Janet Waller committed the offences during three separate calls to her address between May and September 2020.
The 32-year-old, of Pier Road, admitted all 17 charges against her and was sentenced at Maidstone Crown Court on Friday 6 November 2020.
She was also sentenced for malicious communication matters that were investigated by a different police force and was jailed for one year.
The first series of assaults took place on 14 May, after she contacted Kent Police via the force’s online live chat feature and said she needed assistance. An officer attended her address to gather further information and, as they were leaving, had a set of keys and mobile phone thrown at their leg.
Later that afternoon Waller threw a bottle at a different police officer, who was able to move out the way and avoid injury. She was arrested and carried out further offences against police, while in custody.

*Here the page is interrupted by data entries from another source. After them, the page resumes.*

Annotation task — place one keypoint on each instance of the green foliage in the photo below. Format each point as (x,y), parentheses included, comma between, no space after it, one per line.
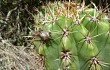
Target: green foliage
(72,37)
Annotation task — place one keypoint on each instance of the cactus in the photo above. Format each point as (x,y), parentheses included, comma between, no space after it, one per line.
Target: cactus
(72,36)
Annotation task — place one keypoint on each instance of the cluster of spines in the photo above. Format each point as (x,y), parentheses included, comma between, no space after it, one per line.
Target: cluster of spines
(69,34)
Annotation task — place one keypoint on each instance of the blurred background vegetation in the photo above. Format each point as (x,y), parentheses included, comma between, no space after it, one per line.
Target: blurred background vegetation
(16,21)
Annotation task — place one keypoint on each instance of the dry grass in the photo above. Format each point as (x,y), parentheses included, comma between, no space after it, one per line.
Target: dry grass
(18,58)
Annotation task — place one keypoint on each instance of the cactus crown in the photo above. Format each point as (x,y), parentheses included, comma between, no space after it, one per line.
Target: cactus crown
(77,33)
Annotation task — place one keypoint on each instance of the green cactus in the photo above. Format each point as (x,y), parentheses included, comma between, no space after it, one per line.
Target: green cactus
(72,36)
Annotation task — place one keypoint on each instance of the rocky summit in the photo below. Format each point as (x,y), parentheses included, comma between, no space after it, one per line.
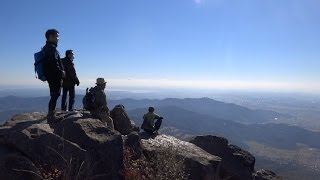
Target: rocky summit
(77,146)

She was subsequently charged with six assaults against emergency service workers.
On 19 August, Waller committed a further seven acts of violence against Kent Police officers after they were called to her home address.
When they attended she admitted no incident had actually taken place and she had not called them for a legitimate reason. Over the course of her arrest, one of the officers was spat at, while the other offences consisted of either kicking or throwing an object.
The final four assaults took place on 14 September, when Waller called Kent Police to say she had removed an electronic tag that was monitoring her movements. She subsequently lunged at one officer and kicked at another. A further two officers attended to help escort her to the police station, and both were kicked at.
Sergeant Lauren Bowron, from Kent Police, said: ‘The assaults that Waller subjected our officers to were thoroughly degrading and unprovoked. While police know that their position can open them up to dangerous and unpredictable incidents, they should not have to tolerate being assaulted.
‘We made repeated attempts to engage with Waller and encourage her to change her ways and it is extremely regrettable that she was unable to respond to this encouragement. The sentence imposed by the court is proportionate and I sincerely hope she sees her time in custody as an opportunity to reform.’